Если бы все кончали с собой от любви, у нас не осталось бы мужчин… Тебе было стыдно? Разве это стыдно? По-моему, это совсем не стыдно, наоборот…»
«Я не люблю вас больше, мадам Адела…» — сказал я, глядя в пол.
«Глупый мальчик, ты на меня обиделся?»
Я смотрел мимо нее. Мне было душно, тяжело.
«А я-то думала… — протянула она. — Послушай, Юзя. Не думай, что я показала письмо твоей маме. Такие письма никому не показывают. Такими письмами, если хочешь знать, гордятся, такие письма хранят и потом перечитывают в старости… Но о них не рассказывают. И я ничего о нем не говорила. Я просто сказала, что за последнее время ты очень изменился, стал задумчивым и печальным и… я боюсь, как бы ты не сделал над собой что-нибудь, ведь это бывает у мальчиков в твоем возрасте… А тут как на зло тебя нет целый день дома. И в городе творится Бог знает что… Ну, не сердись. Мне твое письмо очень понравилось.
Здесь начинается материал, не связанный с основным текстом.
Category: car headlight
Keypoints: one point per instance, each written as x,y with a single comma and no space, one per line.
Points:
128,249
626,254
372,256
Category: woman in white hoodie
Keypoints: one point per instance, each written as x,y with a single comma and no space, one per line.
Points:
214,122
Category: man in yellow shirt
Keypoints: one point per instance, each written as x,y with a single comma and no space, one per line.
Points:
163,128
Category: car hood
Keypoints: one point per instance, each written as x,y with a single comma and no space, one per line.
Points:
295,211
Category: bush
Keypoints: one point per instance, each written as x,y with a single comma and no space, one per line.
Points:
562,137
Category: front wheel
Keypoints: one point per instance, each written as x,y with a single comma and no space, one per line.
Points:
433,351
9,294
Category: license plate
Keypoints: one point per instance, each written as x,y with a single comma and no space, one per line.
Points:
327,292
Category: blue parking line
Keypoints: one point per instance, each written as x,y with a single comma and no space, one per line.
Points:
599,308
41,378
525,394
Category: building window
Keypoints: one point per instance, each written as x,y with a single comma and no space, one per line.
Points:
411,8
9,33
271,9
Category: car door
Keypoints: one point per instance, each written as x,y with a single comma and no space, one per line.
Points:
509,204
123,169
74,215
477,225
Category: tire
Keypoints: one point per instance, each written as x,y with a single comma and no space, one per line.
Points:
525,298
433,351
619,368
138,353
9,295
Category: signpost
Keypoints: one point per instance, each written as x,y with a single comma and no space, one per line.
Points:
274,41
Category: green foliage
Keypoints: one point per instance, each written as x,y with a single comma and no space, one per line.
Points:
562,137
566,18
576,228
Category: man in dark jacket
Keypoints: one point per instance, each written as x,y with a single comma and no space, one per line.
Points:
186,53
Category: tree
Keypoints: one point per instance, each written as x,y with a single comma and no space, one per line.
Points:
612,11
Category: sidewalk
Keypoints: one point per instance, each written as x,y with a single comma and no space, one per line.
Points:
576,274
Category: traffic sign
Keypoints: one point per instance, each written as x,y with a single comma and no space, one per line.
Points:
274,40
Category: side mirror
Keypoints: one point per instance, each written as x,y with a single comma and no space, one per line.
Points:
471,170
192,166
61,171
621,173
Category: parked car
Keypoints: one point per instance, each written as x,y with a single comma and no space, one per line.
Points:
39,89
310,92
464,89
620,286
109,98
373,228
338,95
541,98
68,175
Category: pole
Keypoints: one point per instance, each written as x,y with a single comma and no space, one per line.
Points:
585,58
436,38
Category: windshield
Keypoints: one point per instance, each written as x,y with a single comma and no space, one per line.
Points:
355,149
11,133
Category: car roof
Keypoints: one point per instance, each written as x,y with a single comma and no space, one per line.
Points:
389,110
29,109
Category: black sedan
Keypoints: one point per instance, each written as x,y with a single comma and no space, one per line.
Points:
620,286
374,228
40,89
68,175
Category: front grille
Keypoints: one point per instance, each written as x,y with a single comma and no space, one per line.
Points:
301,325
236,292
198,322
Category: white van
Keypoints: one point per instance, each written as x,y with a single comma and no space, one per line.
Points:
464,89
Я его перечитывала много раз. И что же? Оказывается, все это была шутка! Оказывается, ты меня вовсе не любишь. Ты посмеялся надо мной!»
«Нет, — пролепетал я, глядя на Аделу сквозь слезы, — нет!» «Иди ко мне, — сказала она, — иди, я тебя поцелую. Ты успокоишься и пойдешь к отцу. И забудем эту историю».
Я стоял, словно привинченный к половицам, и не мог сдвинуться с места. «Ну?..»
Она подошла ко мне, смеясь.
«Знаешь, это даже невежливо. То ты мне пишешь, что умираешь от любви ко мне, а то даже не хочешь на меня смотреть. Так настоящие кавалеры не поступают. Когда дама оказывает кавалеру знак внимания, его принимают как высокую честь. Эту честь надо заслужить. Ай-яй-яй. Вот так мужчина».
Она склонилась ко мне и поцеловала меня в обе щеки.
«От тебя пахнет медом, — сказала она. — От тебя пахнет детством. Может быть, Юзя, это последний день твоего детства… Ну вот, а теперь приведи себя в порядок и ступай… И знаешь что? Мы с тобой будем теперь друзьями. Ты покажешь мне свои картины. Будем друзьями… да? — Она вздохнула. — Нет, я вижу, ты по-прежнему на меня сердит. А почему? Я тебе скажу. Это в тебе говорит твоя гордость. Ты дуешься, потому что думаешь, что ты унизился передо мной. Ах ты, маленький зазнайка! Как же ты будешь дальше жить? Твой ребе тебя ничему не научил! Самого главного он тебе не сказал. Ты знаешь, что в жизни самое главное? Самое глав в — это когда люди любят друг друга. Для этого они и созданы. Мужчина создан для того, чтобы любить женщину, а женщина для того, чтобы принадлежать мужчине. Ты этого не знал, дурачок? Ну конечно, кто ж тебе это скажет. О таких вещах не говорят. Та кие вещи подразумеваются сами собой!»
Она сидела спиной к окну, склонив голову на плечо, ее лицо было в тени, и пышные волосы окружали его черным сиянием.
«Что же ты не уходишь? — спросила она глубоким грудным голосом. — Чего ты ждешь?.. Ну, иди ко мне… На одну минутку, а то кто-нибудь войдет».
И мои ноги подтащили меня к ней.
«А теперь, — промолвила Адела, — закрой глаза. Закрой глаза, открой рот. Я положу тебе конфетку… Ну вот, совсем другое дело. Мой кавалер удостоил меня улыбки. Только чур не открывать глаза. Открой рот. Сейчас в него влетит птичка. И-и… раз!»
Она толкнула меня пальцем в грудь, я засмеялся. Потом вторым пальцем. Мне стало необыкновенно щекотно, как вдруг Адела меня обняла и крепко, страстно поцеловала в губы. Ее руки легли мне на плечи.
«Теперь твоя очередь, — тяжело дыша, сказала она. — Но только один раз. Слышишь? Один раз, и ты пойдешь к родителям. Даешь слово?